Capítulo 6: Diagnóstico da cárie dentária

Marisa Maltz; Livia Maria Andaló Tenuta; Sonia Groisman; Jaime A. Cury Grupo A PDF Criptografado

6

Diagnóstico da cárie dentária

Sonia Groisman

Juliana Jobim Jardim

OBJETIVOS DE APRENDIZAGEM

• Conhecer as características das lesões que vão orientar o diagnóstico clínico da doença cárie

• Analisar os diferentes métodos de detecção de lesão de cárie e os métodos de avaliação de fatores determinantes e modificadores da doença

Monique H. van der Veen

Marisa Maltz

O diagnóstico da doença cárie é um fator essencial para a elaboração de um plano de tratamento abrangente, no qual a decisão terapêutica deve estar de acordo com os princípios de promoção da saúde e medidas preventivas, a fim de substituir intervenções desnecessárias.

Antigamente, o conhecimento do número total de dentes apresentando lesões cariosas cavitadas resumia bem o conceito de diagnóstico.

O diagnóstico era baseado na identificação da sequela da doença, a cavidade de cárie, e não na presença de doença.
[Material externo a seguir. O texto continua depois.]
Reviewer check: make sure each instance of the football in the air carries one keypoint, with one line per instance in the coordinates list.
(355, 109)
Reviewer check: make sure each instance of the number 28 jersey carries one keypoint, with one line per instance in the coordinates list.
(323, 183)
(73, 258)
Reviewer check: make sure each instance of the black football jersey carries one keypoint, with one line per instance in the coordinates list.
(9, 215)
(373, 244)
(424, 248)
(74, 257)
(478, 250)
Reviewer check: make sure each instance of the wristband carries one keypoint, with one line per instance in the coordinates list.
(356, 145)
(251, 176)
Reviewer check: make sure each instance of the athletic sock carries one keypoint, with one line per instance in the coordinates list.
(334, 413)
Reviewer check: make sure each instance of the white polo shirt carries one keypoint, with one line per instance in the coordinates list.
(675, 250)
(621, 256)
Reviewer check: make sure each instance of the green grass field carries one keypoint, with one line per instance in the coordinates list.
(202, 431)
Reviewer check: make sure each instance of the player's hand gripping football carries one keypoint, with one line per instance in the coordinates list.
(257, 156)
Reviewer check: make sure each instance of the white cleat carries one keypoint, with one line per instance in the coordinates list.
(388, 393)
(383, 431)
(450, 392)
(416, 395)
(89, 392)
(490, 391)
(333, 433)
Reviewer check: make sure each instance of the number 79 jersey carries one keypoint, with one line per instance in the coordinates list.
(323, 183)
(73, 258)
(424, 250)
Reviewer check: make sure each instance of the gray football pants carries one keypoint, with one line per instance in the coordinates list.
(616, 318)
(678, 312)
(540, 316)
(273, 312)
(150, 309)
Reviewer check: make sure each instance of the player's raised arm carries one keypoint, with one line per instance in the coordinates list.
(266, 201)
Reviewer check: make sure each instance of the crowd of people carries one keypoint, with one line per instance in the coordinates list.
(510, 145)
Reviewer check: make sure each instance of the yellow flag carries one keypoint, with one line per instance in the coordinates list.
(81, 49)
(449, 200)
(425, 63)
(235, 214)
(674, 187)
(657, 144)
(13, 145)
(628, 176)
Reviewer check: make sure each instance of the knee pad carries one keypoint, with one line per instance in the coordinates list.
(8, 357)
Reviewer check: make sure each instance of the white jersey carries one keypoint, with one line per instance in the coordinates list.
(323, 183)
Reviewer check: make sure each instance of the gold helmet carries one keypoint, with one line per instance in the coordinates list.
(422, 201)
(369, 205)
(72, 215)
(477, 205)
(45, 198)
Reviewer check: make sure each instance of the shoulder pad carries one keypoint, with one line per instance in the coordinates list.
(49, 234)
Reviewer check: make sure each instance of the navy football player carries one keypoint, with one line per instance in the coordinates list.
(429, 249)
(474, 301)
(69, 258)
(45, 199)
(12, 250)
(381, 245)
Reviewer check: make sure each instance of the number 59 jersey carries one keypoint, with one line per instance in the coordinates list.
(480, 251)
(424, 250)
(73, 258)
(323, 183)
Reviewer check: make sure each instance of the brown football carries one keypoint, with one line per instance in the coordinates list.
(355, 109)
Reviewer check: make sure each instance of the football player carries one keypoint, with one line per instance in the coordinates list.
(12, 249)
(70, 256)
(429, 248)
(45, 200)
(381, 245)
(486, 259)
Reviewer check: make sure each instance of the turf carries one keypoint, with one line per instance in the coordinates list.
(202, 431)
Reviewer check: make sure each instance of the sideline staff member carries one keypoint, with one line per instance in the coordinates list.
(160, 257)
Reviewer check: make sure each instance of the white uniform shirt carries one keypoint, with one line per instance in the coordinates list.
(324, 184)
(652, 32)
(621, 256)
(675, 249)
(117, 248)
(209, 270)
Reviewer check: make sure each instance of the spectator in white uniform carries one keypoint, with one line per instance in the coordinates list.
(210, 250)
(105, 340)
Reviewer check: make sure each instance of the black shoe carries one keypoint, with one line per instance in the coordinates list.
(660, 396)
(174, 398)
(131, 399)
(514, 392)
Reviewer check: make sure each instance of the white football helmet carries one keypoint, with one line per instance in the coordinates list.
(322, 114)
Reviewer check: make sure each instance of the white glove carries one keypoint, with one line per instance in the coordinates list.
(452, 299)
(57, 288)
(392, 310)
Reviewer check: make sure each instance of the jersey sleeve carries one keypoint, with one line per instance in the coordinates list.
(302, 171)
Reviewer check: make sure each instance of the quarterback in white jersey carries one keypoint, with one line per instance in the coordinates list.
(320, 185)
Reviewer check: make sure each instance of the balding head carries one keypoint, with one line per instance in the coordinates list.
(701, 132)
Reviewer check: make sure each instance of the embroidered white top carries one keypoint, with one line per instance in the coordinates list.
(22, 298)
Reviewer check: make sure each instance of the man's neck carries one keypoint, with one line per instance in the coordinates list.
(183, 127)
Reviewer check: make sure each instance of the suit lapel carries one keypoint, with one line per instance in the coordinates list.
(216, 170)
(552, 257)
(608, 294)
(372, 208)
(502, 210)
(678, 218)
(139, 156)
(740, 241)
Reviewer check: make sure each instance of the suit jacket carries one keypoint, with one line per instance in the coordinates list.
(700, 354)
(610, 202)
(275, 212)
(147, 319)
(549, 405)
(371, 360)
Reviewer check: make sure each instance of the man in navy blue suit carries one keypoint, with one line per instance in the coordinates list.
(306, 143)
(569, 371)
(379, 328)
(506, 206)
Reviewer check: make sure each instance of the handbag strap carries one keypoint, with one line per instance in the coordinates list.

A prática odontológica era focada no tratamento restaurador/cirúrgico do sinal clínico da doença cárie.1 Entretanto, o melhor entendimento dos fatores etiológicos e do processo de desenvolvimento da doença ocasionou uma mudança fundamental no seu diagnóstico. A cárie dentária é atualmente entendida como uma doença complexa causada pelo desequilíbrio do processo fisiológico de desremineralização que ocorre entre o dente e o biofilme. O diagnóstico da doença está baseado na detecção deste desequilíbrio, observado pela presença de perda mineral atual, ou seja, na presença de lesão ativa de cárie (diagnóstico clínico da doença).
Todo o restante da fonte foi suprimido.